By the end of Lesson 4, you should be able to:
Lesson 4 will take 1 week to complete. Please refer to Canvas for specific timeframes, submission instructions, and due dates.
To finish this lesson, you must complete the assignments listed below. The details for each assignment are provided in the referenced section and in Canvas.
Assignment No. | Assignment Description | Section | Grade Component / Points |
---|---|---|---|
4-1 | Watch a webinar on creating a network dataset in ArcGIS and answer some questions. | 4.1 | Lesson Topic / 20 |
4-2 | Complete a tutorial to create a network dataset from street data. | 4.1 | Lesson Topic / 15 |
4-3 | Learn about the FHWA and answer some questions about the NHS and GDC initiative. | 4.2 | Transportation Organizations / 15 |
4-4 | Participate in a One-on-One video conference with a classmate and submit a summary of the c.onversation. | 4.3 | Class Participation / 15 |
4-5 | Participate in this week’s webinar and submit a summary of what you learned. | 4.5 | Guest Webinar / 15 |
4-6 | Review the background material for next week’s webinar and respond to some questions. | 4.6 | Guest Webinar / 10 |
4-7 | Submit 3 – 5 questions for next week’s speaker. | 4.6 | Guest Webinar / 5 |
People and goods can move from one location to another by traversing a transportation network. There are many types of transportation networks including street networks, railroad networks, pedestrian walkway networks, river networks, utilities networks and pipeline networks. A geospatial model of a transportation network is comprised of linear features and the points of intersection between them. The modeling and analysis of networks has so many applications that there is an entire branch of mathematics devoted to it known as graph theory. In graph theory, linear segments of the network (e.g. road segments) are referred to as edges and the points where the linear segments connect are called nodes.

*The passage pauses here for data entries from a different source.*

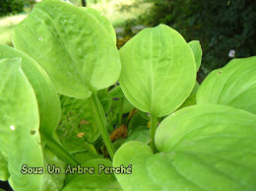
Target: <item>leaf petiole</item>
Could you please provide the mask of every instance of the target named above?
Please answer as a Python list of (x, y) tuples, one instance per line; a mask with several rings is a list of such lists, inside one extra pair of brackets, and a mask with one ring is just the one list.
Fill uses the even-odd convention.
[(43, 139), (46, 141), (46, 146), (50, 151), (59, 157), (67, 164), (72, 166), (77, 166), (80, 162), (75, 160), (59, 143), (57, 143), (52, 137), (42, 135)]
[(104, 118), (104, 112), (103, 112), (102, 105), (99, 102), (96, 93), (92, 94), (92, 96), (90, 97), (90, 101), (91, 101), (92, 106), (93, 106), (93, 113), (95, 115), (96, 125), (99, 129), (101, 136), (102, 136), (106, 150), (107, 150), (110, 158), (113, 159), (115, 150), (114, 150), (114, 147), (112, 146), (112, 143), (110, 141), (109, 135), (108, 135), (107, 130), (106, 130), (106, 126), (105, 126), (105, 123), (104, 123), (105, 118)]
[(157, 116), (155, 116), (154, 114), (151, 114), (151, 128), (150, 128), (150, 135), (151, 135), (151, 149), (153, 150), (153, 152), (156, 151), (156, 146), (155, 146), (155, 134), (157, 131), (157, 127), (158, 127), (158, 123), (159, 123), (159, 119)]

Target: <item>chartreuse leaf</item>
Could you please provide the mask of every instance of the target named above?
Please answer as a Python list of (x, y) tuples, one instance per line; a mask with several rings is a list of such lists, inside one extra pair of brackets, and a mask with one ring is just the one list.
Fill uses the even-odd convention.
[(92, 10), (42, 1), (15, 28), (13, 42), (45, 69), (65, 96), (87, 98), (119, 77), (113, 35)]
[(115, 31), (111, 23), (97, 10), (85, 7), (82, 7), (82, 9), (86, 10), (87, 14), (91, 14), (92, 17), (96, 19), (97, 22), (99, 22), (102, 25), (102, 27), (104, 27), (105, 31), (107, 31), (110, 33), (114, 43), (116, 43)]
[(103, 159), (95, 159), (86, 161), (82, 167), (93, 167), (94, 173), (86, 172), (84, 174), (70, 175), (63, 191), (114, 191), (120, 190), (120, 185), (116, 181), (114, 174), (107, 174), (101, 170), (99, 173), (99, 165), (104, 167), (112, 167), (109, 160)]
[(21, 58), (0, 60), (0, 152), (12, 188), (38, 190), (42, 175), (21, 172), (24, 164), (43, 165), (37, 101), (21, 64)]
[(142, 111), (167, 115), (184, 102), (194, 87), (193, 52), (167, 26), (143, 30), (120, 49), (120, 56), (121, 88)]
[(113, 164), (124, 190), (255, 190), (256, 115), (224, 105), (194, 105), (166, 117), (154, 155), (143, 143), (124, 144)]
[(213, 71), (197, 93), (197, 103), (218, 103), (256, 114), (256, 56), (231, 60)]
[(200, 42), (199, 42), (199, 40), (192, 40), (192, 41), (188, 42), (188, 45), (190, 46), (190, 48), (193, 51), (195, 61), (196, 61), (196, 67), (197, 67), (197, 71), (198, 71), (200, 68), (200, 65), (201, 65), (202, 54), (203, 54)]
[(199, 84), (196, 82), (191, 94), (179, 108), (184, 108), (186, 106), (194, 105), (197, 103), (196, 96), (197, 96), (198, 89), (199, 89)]
[(29, 55), (0, 44), (0, 59), (20, 57), (22, 69), (30, 81), (39, 107), (40, 132), (52, 136), (60, 120), (59, 96), (45, 71)]

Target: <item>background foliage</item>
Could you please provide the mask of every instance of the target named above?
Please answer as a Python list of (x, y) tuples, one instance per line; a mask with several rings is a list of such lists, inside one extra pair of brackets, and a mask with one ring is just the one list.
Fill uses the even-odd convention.
[[(203, 77), (231, 58), (256, 54), (256, 1), (250, 0), (142, 0), (154, 6), (142, 17), (146, 25), (166, 24), (187, 41), (203, 47)], [(201, 77), (202, 78), (202, 77)]]

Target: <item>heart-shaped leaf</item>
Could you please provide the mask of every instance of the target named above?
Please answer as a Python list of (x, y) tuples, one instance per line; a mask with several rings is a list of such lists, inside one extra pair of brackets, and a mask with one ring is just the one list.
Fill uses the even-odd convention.
[(225, 104), (256, 114), (256, 56), (233, 59), (213, 71), (197, 93), (197, 103)]
[(145, 29), (120, 49), (121, 88), (142, 111), (164, 116), (181, 105), (196, 80), (193, 52), (167, 26)]
[(256, 115), (224, 105), (195, 105), (166, 117), (156, 134), (160, 153), (124, 144), (113, 164), (124, 190), (255, 190)]
[(96, 12), (45, 0), (14, 30), (15, 47), (36, 60), (62, 95), (87, 98), (114, 84), (120, 59)]
[(20, 58), (0, 60), (0, 153), (14, 190), (38, 190), (42, 175), (21, 172), (24, 164), (43, 165), (37, 101), (21, 64)]
[(29, 55), (0, 44), (1, 58), (20, 57), (22, 69), (30, 81), (39, 107), (40, 132), (52, 136), (60, 120), (60, 101), (57, 91), (45, 71)]

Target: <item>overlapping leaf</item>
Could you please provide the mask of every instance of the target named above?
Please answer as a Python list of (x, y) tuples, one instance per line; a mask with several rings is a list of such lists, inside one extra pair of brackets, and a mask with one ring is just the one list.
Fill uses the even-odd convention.
[(43, 165), (37, 101), (21, 64), (21, 58), (0, 60), (0, 152), (12, 188), (38, 190), (42, 175), (21, 172), (24, 164)]
[(40, 132), (52, 136), (60, 119), (59, 96), (45, 71), (30, 56), (0, 44), (0, 58), (20, 57), (22, 69), (35, 93), (39, 107)]
[(143, 30), (120, 49), (120, 56), (121, 88), (140, 110), (167, 115), (193, 89), (193, 52), (176, 31), (164, 25)]
[(255, 190), (256, 116), (223, 106), (190, 106), (160, 125), (160, 153), (139, 142), (124, 144), (114, 166), (132, 164), (132, 174), (117, 174), (124, 190)]
[(231, 60), (213, 71), (198, 90), (197, 103), (225, 104), (256, 114), (256, 56)]
[(45, 69), (60, 94), (87, 98), (114, 84), (120, 73), (113, 34), (96, 14), (42, 1), (15, 28), (13, 42)]

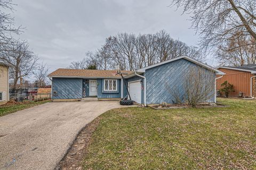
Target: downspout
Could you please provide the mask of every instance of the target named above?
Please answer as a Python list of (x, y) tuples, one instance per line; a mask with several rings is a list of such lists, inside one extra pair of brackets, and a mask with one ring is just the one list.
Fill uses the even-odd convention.
[(52, 78), (51, 79), (51, 78), (49, 78), (50, 80), (51, 80), (51, 98), (52, 98)]
[(217, 102), (217, 94), (216, 94), (217, 93), (217, 85), (216, 85), (216, 81), (218, 79), (219, 79), (221, 78), (222, 78), (223, 76), (223, 75), (221, 75), (221, 76), (219, 76), (218, 78), (215, 78), (215, 81), (214, 81), (214, 103), (216, 103)]
[(256, 75), (253, 76), (251, 78), (251, 98), (254, 99), (254, 98), (252, 97), (252, 79), (256, 78)]
[(244, 98), (245, 100), (251, 100), (253, 99), (254, 97), (252, 97), (252, 79), (256, 77), (256, 75), (251, 77), (251, 98)]
[(136, 71), (134, 72), (134, 73), (135, 75), (144, 79), (144, 106), (146, 107), (147, 106), (147, 104), (146, 104), (146, 77), (137, 74)]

Some transportation networks permit travel in both directions such as street networks and are referred to as undirected networks. Other networks generally limit travel to a single direction such as pipeline networks. These networks are referred to as directed networks. In ArcGIS, undirected networks are modeled with network datasets whereas directed networks are modeled as geometric networks. In this course, we will limit our study to street networks and the use of network datasets to model them.

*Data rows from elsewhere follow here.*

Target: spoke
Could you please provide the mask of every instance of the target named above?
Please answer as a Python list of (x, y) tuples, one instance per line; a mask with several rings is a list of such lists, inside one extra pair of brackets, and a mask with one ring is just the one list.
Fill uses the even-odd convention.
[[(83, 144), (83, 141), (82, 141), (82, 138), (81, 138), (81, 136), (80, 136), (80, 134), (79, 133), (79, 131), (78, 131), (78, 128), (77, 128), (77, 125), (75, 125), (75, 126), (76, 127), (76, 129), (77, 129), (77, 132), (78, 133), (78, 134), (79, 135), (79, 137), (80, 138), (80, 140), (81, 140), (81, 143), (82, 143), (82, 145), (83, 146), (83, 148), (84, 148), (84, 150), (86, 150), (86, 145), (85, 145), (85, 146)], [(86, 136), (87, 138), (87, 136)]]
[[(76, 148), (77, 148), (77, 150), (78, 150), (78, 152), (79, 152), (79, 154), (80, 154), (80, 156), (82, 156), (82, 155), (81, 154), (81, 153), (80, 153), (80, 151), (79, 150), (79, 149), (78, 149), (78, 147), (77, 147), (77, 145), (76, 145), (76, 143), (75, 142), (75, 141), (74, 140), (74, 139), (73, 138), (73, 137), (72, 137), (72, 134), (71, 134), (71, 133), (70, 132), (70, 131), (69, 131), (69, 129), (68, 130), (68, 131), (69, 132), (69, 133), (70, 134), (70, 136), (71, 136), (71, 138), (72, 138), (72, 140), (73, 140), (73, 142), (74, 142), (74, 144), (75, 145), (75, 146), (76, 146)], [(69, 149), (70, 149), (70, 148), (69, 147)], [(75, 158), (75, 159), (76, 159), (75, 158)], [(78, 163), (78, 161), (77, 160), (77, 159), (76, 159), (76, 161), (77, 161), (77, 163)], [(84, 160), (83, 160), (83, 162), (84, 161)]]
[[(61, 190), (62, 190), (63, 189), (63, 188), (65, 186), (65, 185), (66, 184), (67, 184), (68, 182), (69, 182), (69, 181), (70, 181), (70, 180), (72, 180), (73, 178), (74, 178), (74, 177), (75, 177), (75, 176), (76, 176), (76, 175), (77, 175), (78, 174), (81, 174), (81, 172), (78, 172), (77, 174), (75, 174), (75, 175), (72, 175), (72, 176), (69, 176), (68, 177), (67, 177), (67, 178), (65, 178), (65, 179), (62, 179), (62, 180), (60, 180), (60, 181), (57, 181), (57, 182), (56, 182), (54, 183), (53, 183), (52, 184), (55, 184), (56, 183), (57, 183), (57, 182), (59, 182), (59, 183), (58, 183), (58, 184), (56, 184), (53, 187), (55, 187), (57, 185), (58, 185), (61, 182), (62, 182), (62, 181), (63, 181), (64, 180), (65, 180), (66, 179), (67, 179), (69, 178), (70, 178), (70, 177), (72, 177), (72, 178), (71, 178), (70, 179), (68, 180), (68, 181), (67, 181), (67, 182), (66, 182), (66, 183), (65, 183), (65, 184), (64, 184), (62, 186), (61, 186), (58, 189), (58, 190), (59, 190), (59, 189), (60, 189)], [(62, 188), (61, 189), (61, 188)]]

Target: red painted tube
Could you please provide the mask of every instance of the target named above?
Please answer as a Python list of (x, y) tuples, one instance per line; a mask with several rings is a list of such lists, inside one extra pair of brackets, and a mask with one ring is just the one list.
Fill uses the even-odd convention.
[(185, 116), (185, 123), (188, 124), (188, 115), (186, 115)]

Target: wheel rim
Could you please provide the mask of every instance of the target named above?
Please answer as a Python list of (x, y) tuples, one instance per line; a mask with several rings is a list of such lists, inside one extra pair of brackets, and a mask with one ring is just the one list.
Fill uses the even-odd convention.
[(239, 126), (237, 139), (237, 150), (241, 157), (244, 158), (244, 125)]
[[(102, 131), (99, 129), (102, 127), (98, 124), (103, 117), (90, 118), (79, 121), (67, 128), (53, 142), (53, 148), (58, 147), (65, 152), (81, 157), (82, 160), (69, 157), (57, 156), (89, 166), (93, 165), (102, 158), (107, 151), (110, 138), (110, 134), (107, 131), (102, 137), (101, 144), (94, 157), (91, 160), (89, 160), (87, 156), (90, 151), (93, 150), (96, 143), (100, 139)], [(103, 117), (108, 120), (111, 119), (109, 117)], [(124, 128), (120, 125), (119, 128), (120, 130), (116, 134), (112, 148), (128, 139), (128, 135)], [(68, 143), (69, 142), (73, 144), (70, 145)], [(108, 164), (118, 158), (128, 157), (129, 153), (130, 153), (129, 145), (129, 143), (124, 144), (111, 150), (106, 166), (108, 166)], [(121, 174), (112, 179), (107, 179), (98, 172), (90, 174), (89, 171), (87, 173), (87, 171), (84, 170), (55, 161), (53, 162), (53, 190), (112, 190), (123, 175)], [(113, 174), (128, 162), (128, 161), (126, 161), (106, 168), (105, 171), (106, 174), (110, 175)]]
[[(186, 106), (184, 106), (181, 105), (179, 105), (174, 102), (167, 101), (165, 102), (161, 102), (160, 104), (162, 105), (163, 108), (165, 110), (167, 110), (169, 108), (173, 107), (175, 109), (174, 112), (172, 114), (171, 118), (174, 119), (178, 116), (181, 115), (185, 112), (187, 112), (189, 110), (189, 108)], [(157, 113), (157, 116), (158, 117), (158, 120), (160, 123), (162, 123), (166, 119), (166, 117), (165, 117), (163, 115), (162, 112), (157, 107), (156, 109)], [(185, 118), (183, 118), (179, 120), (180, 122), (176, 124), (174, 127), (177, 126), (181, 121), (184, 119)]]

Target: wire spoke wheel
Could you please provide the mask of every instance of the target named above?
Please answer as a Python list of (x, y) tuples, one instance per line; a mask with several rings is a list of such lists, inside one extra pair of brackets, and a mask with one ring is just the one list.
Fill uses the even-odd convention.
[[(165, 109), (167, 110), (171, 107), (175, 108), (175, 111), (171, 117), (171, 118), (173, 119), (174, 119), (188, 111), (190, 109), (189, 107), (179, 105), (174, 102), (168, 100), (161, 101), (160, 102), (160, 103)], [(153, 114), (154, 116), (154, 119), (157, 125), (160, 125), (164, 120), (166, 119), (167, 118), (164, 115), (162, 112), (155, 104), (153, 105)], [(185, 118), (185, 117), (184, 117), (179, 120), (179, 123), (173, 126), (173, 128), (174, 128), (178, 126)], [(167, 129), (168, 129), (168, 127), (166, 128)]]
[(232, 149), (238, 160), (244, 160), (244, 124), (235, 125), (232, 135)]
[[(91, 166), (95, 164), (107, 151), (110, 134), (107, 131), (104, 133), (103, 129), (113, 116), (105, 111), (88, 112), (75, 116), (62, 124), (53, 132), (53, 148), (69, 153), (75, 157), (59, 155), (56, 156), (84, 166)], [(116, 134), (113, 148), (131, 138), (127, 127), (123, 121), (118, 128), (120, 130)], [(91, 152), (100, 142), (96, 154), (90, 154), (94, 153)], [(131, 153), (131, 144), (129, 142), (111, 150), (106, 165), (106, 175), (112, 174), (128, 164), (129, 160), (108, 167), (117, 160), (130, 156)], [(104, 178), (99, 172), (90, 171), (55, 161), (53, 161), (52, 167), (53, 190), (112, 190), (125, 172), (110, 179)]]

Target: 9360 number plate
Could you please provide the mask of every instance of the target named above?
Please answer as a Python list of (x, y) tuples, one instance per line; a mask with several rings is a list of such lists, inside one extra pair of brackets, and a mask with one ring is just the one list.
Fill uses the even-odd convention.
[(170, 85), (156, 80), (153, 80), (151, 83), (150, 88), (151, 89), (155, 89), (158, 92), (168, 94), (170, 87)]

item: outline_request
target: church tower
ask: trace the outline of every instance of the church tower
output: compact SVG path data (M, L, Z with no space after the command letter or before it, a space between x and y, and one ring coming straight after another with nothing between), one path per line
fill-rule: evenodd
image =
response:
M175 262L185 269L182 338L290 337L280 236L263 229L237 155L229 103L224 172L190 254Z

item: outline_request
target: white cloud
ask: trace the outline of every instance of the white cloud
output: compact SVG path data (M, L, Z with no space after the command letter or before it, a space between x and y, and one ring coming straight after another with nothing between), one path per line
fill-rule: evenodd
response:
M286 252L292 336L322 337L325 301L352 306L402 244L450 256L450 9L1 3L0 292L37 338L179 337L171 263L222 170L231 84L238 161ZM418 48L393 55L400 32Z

Many transportation problems can be addressed through a network. A few examples are listed below:
We will take a detailed look at some of the more common network analyses in the next lesson. In this lesson, we will focus on the components of a transportation network model and the mechanics of creating one.
While a high-quality set of roadway centerline data is certainly a prerequisite to modeling a transportation network, it is by no means sufficient. Other important elements of a network model include the following:
The topology of a street network refers to the spatial arrangement and connectivity of the roads which comprise the network. Understanding how the road features relate and connect is critical in determining which paths or routes through the network are possible. Elevation is an important consideration in establishing network topology. Physical connections between streets require not only that they cross in the x-y plane but also that they cross at the same elevation. The picture below shows a complex interchange where many roads cross but there are limited points of connectivity.

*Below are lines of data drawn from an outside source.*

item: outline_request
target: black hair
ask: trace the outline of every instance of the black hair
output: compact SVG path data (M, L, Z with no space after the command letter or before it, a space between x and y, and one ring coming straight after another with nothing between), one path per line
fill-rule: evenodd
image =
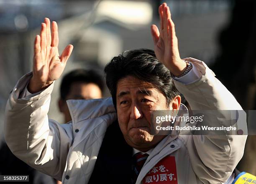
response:
M172 74L156 59L154 51L141 49L125 51L114 57L104 69L106 82L116 109L118 81L128 76L152 84L166 98L166 107L179 95L174 85Z
M72 70L63 77L60 87L60 96L62 100L65 100L69 92L71 85L77 82L93 83L97 85L103 92L104 88L102 77L92 70L77 69Z

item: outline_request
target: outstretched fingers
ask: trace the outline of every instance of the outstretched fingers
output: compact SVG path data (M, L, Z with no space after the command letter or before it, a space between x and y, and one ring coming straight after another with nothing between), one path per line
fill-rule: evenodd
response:
M45 51L46 46L46 24L42 23L41 24L41 31L40 32L41 51Z
M168 27L169 27L168 31L169 36L171 37L172 39L175 38L176 37L175 28L174 23L172 19L168 20Z
M162 30L164 28L164 27L163 27L163 25L164 25L164 20L163 20L163 17L164 17L164 13L163 12L163 4L161 4L161 5L160 5L159 7L159 8L158 9L158 11L159 13L159 19L160 19L160 31Z
M72 45L69 45L66 47L60 56L61 62L64 62L65 64L67 62L70 55L71 55L73 47Z
M40 36L37 35L35 38L34 43L34 66L36 69L39 67L39 64L41 64L41 46L40 45L41 38Z
M159 39L160 33L157 26L154 24L151 26L151 34L153 37L154 44L156 45Z
M57 23L54 21L52 23L52 31L51 32L51 44L53 47L58 47L59 45L59 33Z
M51 46L51 21L48 18L44 18L44 23L46 25L46 46Z

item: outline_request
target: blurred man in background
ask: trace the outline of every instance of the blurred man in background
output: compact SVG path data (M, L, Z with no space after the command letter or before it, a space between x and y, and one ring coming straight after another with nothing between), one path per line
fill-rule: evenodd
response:
M94 70L77 69L64 76L61 84L59 107L65 116L65 123L72 120L67 100L101 98L103 89L102 77Z
M60 98L58 101L59 110L65 118L65 123L72 120L67 100L101 98L103 91L103 79L94 70L77 69L66 74L61 81ZM57 181L57 184L61 183Z

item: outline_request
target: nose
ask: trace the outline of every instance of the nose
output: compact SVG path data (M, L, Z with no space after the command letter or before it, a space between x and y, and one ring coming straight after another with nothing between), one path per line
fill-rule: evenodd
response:
M131 112L130 118L134 120L141 118L143 117L142 112L140 110L139 108L136 105L133 105L131 107Z

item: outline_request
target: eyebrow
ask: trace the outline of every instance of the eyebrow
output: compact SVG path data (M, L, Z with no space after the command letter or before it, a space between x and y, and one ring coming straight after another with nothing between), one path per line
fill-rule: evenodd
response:
M123 96L124 96L125 95L128 95L130 94L130 92L129 91L122 91L121 92L120 92L120 93L119 93L119 94L118 95L118 97L122 97ZM138 91L136 92L136 94L146 94L147 95L149 96L152 96L152 94L153 94L153 92L152 92L152 91L150 90L147 90L147 89L143 89L143 90L141 90L141 89L139 89Z

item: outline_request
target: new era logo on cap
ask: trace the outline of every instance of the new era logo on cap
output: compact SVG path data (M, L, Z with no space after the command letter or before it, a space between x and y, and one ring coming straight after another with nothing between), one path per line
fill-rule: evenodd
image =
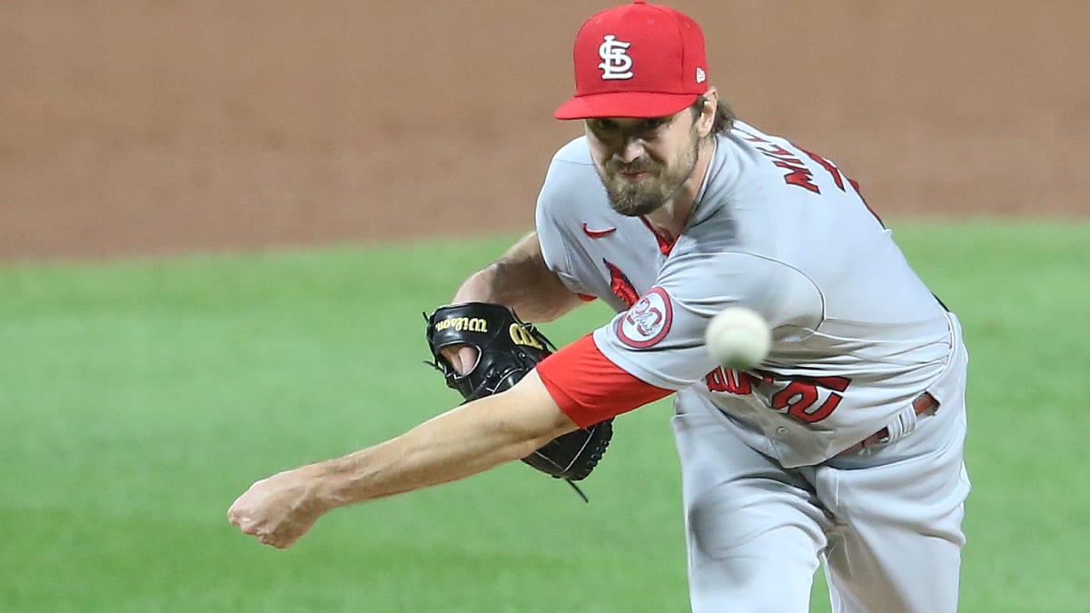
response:
M707 86L704 34L688 15L637 0L580 28L572 53L576 95L557 119L665 117Z

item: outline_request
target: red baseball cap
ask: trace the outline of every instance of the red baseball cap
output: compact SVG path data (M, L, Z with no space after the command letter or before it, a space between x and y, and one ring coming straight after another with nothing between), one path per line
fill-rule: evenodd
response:
M557 119L665 117L707 91L704 33L669 7L635 0L594 15L572 57L576 95Z

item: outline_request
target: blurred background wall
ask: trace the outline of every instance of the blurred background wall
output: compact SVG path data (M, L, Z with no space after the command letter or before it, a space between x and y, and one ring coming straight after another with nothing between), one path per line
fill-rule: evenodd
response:
M0 3L0 260L530 228L614 2ZM1090 213L1090 2L677 0L886 216Z

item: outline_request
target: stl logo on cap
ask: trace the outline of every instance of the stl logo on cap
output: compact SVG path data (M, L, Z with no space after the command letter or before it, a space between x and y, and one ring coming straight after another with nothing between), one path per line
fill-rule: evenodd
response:
M598 57L602 58L598 68L602 69L602 80L632 79L632 58L628 55L628 48L632 44L617 40L613 34L605 35L604 40L598 46Z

In order to select the “best” route between two points in a network, you need to define what you are trying to accomplish. Perhaps you’re interested in determining the shortest route. In this case, you would need to know the distance between all adjacent nodes in the network. Consequently, the edges would need to have an attribute which quantifies length. Alternatively, if you want to know the fastest route between two points you need to know the time it takes to move between any two adjacent nodes. Consequently, to support a fastest route determination, the edges need to have an associated time attribute or a speed limit attribute, since time is a function of length and speed limit. Regardless of how you define “best”, you need to have a corresponding attribute or attributes which allow the cost of potential routes to be quantified and compared. For example, if you want to know the most scenic route between any two points in the network you would need to have a scenic score attribute associated with each edge which quantifies its scenic value.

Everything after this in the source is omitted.